# `rsonpath` – SIMD-powered JSONPath 🚀
[](https://github.com/V0ldek/rsonpath/actions/workflows/rust.yml)
[](https://docs.rs/rsonpath)
[](https://crates.io/crates/rsonpath)
[](https://github.com/V0ldek/rsonpath/releases)
[](https://github.com/V0ldek/rsonpath/commits/main)
[](https://choosealicense.com/licenses/mit/)
Experimental JSONPath engine for querying massive streamed datasets.
## Features
The `rsonpath` crate provides a JSONPath parser and a query execution engine,
which utilizes SIMD instructions to provide massive throughput improvements over conventional engines.

### Supported selectors
The project is actively developed and currently supports only a subset of the JSONPath query language.
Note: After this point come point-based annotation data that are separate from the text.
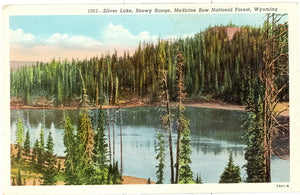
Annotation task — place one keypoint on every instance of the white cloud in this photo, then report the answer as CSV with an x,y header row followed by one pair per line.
x,y
19,37
72,41
117,34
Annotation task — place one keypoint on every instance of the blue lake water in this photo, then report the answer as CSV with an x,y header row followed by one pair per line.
x,y
214,134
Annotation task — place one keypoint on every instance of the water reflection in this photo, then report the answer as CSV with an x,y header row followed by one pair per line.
x,y
214,134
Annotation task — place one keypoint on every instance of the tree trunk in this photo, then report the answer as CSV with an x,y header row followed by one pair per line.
x,y
108,130
121,140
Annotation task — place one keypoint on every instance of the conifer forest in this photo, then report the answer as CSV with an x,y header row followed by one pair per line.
x,y
71,119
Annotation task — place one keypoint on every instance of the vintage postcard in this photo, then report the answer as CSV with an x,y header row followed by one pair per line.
x,y
150,98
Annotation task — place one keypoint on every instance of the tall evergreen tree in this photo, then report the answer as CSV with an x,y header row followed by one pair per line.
x,y
85,138
231,173
160,156
254,154
19,136
185,173
19,178
27,144
167,124
100,148
70,151
183,170
35,151
50,171
198,179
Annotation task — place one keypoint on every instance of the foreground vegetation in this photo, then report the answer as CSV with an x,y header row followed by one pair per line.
x,y
249,69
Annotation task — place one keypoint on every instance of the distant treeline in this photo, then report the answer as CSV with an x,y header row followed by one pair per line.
x,y
217,65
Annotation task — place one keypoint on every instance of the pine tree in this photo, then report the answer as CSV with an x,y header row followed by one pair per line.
x,y
100,148
100,151
160,156
35,151
254,154
231,173
185,172
166,122
41,148
14,181
50,172
70,151
85,137
19,179
198,179
19,136
27,144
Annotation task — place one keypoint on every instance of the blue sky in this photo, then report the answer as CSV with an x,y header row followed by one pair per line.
x,y
47,37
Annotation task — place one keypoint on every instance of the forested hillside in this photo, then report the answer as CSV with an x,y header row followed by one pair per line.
x,y
219,64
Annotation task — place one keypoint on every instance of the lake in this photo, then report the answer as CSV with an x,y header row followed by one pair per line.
x,y
214,134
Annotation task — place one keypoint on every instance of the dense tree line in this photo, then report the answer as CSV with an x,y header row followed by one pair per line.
x,y
270,88
216,67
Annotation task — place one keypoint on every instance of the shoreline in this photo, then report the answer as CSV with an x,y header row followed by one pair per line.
x,y
210,105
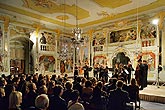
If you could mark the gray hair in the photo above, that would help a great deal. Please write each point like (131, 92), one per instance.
(42, 101)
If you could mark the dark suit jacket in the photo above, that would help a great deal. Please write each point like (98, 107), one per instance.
(57, 103)
(118, 99)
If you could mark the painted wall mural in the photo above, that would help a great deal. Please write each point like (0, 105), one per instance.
(46, 63)
(47, 41)
(123, 35)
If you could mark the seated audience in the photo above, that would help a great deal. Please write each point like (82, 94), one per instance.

| Root | `$` | ✔️ | v0.1.0 | |
| Dot | `.<label>` | ✔️ | v0.1.0 | |
| Index (object member) | `[<label>]` | ✔️ | v0.1.0 | |
| Index (array index) | `[<index>]` | ❌ | - | |
| Descendant | `..` | ✔️ | v0.1.0 | |
| Child wildcard | `.*`, `.[*]` | ❌ | - | |
| Descendant wildcard | `..*`, `..[*]` | ❌ | - | |
| Slice | `[<start>:<end>:<step>]` | ❌ | - | |
| List | `[<sel1>, <sel2>, ..., <selN>]` | ❌ | - | |
| Filter | `[?(<expr>)]` | ❌ | - | |
## Installation
Easiest way to install is via [`cargo`](https://doc.rust-lang.org/cargo/getting-started/installation.html).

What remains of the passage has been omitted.